14 Convergence
14.1 Almost sure
Let (\Omega, \mathcal H, \mathbb P) be a probability space. A sequence of random variables X_n converges almost surely if \mathbb P \{\lim\inf X_n(\omega) = \lim \sup X_n(\omega) \in \mathbb R\} = 1.
We say X_n \stackrel{a.s.}{\to} X if X_n converges almost surely and \lim X_n \stackrel{a.s.}{=} X.
\mathbb P( X(\omega) \lim X_n(\omega)) = 1
For general metric spaces, X_n \stackrel{a.s.}{\to} X \iff d(X_n, X) \stackrel{a.s.}{\to} 0.
An equivalent condition is: for any finite gap \varepsilon, only finitely many |X_n - X| exceed \varepsilon: X_n \stackrel{a.s.}{\to} X \iff \sum_n \mathbb 1[|X_n - X| > \varepsilon](\omega) \stackrel{a.s.}{<} \infty \forall \varepsilon > 0
14.1.1 Cauchy criterion
To check almost sure convergence without nowledge of the limit, there is an analogue of the Cauchy criterion. The following are equivalent:
- X_n converges almost surely
- \sup_{i, j \geq n} |X_i - X_j| \stackrel{a.s.}{\to} 0
- \sup_{k} |X_{n+k} - X_n| \stackrel{a.s.}{\to} 0
14.1.2 Continuous mapping theorem
Define f: \mathbb R^K \to \mathbb R, K \in \mathbb N. If
- X_{kn} \stackrel{a.s.}{\to} X_k for all k and
- f is continuous on a set A \subset \mathbb R^K such that \mathbb P((X_1, \dots, X_K) \in A) = 1 then f((X_{1n}, \dots, X_{Kn})) \stackrel{a.s.}{\to} f((X_{1}, \dots, X_{K}))
Note that the continuity set only needs to almost surely contain the limiting random vector, not the entire sequence.
14.1.3 Borel Cantelli theorem
Let (H_n) be a sequence of events.
\sum_n \mathbb P(H_n) < \infty \implies \sum_n \mathbb 1_{H_n}(\omega) \stackrel{a.s.}{<} \infty
Proof
By monotone convergence \infty > \sum_n \mathbb P(H_n) > \sum_n \mathbb E [\mathbb 1_{H_n}] = \mathbb E[\sum_n \mathbb 1_{H_n}]

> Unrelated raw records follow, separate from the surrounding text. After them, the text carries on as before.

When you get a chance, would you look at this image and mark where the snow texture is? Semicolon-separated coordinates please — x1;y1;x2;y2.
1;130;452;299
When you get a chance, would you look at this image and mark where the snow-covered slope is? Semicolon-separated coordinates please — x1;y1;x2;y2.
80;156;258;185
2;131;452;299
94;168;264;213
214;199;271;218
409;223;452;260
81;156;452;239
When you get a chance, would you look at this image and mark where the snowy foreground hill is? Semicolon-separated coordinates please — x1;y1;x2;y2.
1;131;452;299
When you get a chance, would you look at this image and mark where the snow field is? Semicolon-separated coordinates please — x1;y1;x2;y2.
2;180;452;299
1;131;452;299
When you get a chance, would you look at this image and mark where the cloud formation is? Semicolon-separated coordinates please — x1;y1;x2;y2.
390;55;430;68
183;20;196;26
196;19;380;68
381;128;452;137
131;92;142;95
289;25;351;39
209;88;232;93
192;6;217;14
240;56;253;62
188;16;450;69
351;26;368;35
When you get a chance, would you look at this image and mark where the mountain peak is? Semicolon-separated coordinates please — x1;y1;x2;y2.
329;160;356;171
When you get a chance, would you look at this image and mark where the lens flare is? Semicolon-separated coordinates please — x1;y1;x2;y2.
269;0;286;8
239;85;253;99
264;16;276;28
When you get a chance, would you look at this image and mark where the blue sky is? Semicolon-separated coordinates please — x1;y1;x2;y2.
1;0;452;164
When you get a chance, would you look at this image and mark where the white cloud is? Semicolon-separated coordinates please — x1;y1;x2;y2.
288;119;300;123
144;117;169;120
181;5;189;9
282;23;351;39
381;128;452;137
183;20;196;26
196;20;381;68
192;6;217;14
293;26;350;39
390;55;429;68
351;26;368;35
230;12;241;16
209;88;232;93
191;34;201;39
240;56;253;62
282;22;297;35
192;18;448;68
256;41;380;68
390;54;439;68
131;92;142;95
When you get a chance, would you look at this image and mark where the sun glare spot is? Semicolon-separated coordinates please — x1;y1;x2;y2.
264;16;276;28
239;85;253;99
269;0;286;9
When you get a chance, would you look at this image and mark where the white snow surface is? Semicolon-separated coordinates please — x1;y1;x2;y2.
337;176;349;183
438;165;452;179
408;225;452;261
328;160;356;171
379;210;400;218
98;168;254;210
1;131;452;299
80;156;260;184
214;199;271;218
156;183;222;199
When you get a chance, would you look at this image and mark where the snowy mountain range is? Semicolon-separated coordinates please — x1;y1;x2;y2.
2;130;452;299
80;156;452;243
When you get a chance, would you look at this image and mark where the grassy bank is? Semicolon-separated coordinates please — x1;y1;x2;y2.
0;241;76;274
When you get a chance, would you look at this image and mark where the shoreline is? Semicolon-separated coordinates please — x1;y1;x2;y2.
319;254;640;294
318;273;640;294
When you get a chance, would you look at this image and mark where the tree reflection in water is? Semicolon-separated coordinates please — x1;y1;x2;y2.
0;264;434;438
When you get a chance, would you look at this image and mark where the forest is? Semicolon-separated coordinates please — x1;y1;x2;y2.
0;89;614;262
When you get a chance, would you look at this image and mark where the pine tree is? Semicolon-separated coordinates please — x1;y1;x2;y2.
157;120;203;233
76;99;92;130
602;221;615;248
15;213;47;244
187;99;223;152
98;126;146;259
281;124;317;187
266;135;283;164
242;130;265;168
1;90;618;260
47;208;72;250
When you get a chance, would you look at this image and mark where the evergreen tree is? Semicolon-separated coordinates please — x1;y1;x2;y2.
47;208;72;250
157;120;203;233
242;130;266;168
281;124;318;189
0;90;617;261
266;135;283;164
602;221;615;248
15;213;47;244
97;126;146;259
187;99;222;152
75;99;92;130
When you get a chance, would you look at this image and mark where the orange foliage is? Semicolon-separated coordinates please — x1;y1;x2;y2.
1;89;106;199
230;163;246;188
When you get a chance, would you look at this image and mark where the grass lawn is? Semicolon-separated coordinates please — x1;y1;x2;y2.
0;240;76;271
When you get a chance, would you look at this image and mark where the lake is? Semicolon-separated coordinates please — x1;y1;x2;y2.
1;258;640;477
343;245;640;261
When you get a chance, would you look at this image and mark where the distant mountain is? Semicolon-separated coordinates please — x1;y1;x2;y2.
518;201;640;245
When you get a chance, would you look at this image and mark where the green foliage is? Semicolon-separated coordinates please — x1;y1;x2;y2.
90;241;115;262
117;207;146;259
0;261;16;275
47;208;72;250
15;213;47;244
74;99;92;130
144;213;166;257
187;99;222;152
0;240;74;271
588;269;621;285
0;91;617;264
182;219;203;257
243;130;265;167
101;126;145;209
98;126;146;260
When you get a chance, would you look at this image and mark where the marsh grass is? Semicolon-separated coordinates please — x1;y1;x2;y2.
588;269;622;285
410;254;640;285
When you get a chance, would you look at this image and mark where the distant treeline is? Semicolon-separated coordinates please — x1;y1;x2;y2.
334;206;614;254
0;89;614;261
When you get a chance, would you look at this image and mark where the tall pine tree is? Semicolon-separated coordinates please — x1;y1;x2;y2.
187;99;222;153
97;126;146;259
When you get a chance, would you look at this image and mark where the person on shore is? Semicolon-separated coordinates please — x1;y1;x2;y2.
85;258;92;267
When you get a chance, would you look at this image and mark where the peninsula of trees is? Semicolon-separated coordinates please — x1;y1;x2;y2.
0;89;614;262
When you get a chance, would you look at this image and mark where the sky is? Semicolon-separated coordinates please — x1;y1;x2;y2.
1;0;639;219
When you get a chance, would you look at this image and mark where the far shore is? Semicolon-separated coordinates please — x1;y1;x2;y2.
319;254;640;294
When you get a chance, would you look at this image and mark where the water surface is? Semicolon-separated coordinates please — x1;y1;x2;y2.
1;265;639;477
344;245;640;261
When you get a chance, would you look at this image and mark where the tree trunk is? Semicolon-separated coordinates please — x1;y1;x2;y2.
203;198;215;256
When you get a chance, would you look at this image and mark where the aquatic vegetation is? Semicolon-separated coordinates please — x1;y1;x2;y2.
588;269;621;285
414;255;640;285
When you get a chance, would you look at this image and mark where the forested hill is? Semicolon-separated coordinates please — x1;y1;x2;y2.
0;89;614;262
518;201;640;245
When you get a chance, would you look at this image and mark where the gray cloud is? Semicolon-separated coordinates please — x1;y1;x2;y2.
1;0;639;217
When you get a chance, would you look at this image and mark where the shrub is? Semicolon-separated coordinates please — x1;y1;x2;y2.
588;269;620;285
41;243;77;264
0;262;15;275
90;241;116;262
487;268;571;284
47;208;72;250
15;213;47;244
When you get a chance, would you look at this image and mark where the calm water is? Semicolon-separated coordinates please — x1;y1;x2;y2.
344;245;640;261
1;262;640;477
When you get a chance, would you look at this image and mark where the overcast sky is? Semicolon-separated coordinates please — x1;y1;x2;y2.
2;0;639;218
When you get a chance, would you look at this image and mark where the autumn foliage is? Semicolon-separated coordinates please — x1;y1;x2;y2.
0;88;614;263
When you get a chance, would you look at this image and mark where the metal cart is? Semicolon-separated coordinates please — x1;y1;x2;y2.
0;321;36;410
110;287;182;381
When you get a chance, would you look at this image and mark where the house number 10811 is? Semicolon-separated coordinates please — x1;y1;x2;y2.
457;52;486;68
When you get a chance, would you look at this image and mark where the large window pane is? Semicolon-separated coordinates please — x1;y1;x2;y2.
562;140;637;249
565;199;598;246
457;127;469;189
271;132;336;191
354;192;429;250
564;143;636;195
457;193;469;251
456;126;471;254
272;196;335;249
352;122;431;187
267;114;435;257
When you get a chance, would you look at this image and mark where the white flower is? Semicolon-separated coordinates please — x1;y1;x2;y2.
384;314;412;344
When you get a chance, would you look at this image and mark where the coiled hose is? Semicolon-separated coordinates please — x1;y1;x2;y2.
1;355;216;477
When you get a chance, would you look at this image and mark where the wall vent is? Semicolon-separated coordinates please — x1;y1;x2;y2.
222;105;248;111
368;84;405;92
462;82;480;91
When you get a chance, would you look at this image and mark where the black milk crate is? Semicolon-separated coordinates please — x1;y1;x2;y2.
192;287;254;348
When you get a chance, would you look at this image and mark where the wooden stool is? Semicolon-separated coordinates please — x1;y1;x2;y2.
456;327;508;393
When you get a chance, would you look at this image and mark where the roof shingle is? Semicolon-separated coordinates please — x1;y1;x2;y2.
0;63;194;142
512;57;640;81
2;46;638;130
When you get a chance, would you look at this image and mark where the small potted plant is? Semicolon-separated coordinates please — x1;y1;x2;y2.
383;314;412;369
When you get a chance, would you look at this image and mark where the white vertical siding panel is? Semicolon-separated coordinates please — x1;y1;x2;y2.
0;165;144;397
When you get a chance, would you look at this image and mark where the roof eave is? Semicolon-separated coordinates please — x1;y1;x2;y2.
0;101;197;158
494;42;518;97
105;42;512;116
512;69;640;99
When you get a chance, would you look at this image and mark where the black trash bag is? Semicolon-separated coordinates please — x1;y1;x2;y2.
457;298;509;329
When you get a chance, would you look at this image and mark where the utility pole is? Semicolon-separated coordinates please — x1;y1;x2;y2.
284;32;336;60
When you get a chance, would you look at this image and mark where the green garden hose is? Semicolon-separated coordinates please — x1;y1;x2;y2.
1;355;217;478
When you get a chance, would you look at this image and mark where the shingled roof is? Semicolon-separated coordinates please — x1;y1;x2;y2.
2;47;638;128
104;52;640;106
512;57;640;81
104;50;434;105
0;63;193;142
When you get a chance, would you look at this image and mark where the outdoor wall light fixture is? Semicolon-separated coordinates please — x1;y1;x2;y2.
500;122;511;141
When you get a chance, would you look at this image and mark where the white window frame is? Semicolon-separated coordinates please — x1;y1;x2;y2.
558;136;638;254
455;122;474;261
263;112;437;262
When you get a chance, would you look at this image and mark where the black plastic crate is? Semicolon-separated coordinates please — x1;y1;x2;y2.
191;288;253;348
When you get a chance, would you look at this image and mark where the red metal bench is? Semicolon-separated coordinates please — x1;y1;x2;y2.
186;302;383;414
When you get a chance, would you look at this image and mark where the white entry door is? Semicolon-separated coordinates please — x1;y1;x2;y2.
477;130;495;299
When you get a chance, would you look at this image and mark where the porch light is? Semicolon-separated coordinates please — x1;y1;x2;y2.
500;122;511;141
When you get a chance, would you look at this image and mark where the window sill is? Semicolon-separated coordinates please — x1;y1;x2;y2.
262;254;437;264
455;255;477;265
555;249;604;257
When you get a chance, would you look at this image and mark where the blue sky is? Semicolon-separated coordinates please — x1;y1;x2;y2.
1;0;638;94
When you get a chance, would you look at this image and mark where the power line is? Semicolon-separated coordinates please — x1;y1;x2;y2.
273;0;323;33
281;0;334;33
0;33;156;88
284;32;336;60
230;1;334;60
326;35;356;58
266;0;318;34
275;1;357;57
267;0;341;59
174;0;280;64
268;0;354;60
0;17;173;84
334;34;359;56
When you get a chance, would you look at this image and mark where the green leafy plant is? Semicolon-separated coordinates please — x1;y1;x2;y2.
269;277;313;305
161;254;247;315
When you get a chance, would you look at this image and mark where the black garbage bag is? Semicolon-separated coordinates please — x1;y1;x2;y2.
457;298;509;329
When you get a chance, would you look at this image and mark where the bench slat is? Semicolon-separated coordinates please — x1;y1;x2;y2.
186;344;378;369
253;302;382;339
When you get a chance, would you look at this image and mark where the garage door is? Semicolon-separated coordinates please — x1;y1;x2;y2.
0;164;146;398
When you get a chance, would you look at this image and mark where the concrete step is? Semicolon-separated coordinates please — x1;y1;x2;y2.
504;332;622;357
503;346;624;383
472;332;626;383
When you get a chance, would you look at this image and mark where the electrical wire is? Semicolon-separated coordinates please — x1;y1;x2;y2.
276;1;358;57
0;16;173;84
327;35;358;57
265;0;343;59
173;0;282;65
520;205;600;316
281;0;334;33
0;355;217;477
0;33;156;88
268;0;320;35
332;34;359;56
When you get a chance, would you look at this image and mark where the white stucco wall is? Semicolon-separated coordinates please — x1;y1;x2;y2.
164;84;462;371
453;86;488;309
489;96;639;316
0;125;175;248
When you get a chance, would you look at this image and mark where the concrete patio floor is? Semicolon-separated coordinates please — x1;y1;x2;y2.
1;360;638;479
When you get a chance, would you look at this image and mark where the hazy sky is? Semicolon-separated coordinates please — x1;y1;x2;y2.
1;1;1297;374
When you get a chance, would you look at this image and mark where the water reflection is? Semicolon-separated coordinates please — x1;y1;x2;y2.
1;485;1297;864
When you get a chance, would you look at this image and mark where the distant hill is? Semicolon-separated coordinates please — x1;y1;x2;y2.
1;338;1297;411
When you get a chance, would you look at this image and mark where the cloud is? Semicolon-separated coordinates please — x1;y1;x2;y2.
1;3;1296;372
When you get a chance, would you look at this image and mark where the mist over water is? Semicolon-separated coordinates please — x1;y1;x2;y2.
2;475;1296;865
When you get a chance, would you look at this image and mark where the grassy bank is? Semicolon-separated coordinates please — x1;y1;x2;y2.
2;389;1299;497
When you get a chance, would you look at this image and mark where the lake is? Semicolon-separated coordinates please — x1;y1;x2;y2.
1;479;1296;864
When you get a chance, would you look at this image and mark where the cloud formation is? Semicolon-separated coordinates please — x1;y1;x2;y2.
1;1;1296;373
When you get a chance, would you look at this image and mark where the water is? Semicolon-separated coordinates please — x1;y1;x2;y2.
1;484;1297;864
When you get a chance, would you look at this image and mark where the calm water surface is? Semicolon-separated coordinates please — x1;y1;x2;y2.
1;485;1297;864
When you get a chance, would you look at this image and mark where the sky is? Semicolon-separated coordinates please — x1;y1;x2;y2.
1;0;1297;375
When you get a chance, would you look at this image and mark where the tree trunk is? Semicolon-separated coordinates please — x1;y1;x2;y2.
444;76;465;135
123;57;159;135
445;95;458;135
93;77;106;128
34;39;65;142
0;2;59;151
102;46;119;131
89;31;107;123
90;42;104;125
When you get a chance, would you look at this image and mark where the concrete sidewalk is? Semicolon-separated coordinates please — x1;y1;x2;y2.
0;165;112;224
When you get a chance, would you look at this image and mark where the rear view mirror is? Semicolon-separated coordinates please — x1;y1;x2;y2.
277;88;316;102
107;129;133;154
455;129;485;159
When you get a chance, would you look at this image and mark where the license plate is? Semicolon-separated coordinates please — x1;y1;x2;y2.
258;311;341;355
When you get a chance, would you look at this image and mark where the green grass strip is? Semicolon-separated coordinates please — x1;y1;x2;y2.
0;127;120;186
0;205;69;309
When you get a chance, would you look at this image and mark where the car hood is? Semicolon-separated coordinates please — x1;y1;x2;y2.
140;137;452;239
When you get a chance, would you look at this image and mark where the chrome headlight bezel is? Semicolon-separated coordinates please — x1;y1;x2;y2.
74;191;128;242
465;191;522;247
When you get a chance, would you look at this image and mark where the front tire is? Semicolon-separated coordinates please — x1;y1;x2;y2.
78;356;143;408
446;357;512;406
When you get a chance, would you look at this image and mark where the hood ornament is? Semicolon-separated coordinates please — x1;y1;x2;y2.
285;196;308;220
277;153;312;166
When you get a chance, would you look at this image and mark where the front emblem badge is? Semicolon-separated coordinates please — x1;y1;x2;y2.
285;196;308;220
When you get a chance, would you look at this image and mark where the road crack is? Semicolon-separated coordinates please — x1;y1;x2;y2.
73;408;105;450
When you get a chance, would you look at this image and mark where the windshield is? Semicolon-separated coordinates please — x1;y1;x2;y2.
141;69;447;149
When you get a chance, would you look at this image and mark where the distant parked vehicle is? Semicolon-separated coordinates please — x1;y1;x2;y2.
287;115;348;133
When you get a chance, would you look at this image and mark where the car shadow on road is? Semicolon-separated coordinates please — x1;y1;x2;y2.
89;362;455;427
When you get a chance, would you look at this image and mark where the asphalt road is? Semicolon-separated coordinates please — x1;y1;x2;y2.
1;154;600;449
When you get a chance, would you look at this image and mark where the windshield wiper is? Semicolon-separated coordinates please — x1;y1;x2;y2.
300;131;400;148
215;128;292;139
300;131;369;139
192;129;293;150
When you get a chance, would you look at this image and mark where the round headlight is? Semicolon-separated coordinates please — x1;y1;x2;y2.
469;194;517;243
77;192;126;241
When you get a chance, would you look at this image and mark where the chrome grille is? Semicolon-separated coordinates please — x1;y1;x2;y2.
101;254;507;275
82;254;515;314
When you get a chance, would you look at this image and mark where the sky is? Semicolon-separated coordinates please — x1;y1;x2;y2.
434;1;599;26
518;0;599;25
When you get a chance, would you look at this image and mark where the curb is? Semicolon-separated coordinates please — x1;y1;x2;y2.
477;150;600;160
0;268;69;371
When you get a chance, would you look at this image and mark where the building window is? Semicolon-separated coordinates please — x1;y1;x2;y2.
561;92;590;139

And \mathbb E[X] < \infty \implies X \stackrel{a.s.}{<} \infty
14.1.4 Sufficient conditions
Using Borel-Cantelli and the characterisation we saw earlier (setting H_n = (\epsilon, \infty)) , we have a nice sufficient condition: \sum_n \mathbb P(|X_n - X| > \varepsilon) < \infty \forall \varepsilon > 0 \implies X_n \stackrel{a.s.}{\to} X
Alternatively, if we don’t know the limit in advance, we can use another sufficient condition:
There exists a sequence \varepsilon_n > 0 such that \sum_n \varepsilon_n< \infty and
\sum_n \mathbb P(|X_{n+1} - X_n| > \varepsilon_n) < \infty
14.2 In probability
14.2.1 Definition
X_n \stackrel{p}{\to} X if for all \varepsilon >0, \lim \mathbb P(|X_n - X| > \varepsilon) = 0
For general metric spaces, \lim \mathbb P(d(X_n, X) > \varepsilon) = 0
14.3 L^p convergence
\mathbb E[|X_n - X|^p] \to 0
14.3.1 Uniform integrability
A family of random variables (X_t)_{t \in T} is uniformly integrable if
\lim_{b \to \infty} \sup_{t \in T} \mathbb E[|X_t| \mathbb 1(|X_t| > b)] = 0
Theorem 14.1 Uniform integrability implies that all X_t are integrable i.e. \sup_{t\in T} \mathbb E[|X_t|] < \infty. The converse is not true in general.
Theorem 14.2 If \sup_{t \in T} \mathbb E[|X_t|^p] < \infty for some p > 1 then (X_t)_{t \in T} is uniformly integrable.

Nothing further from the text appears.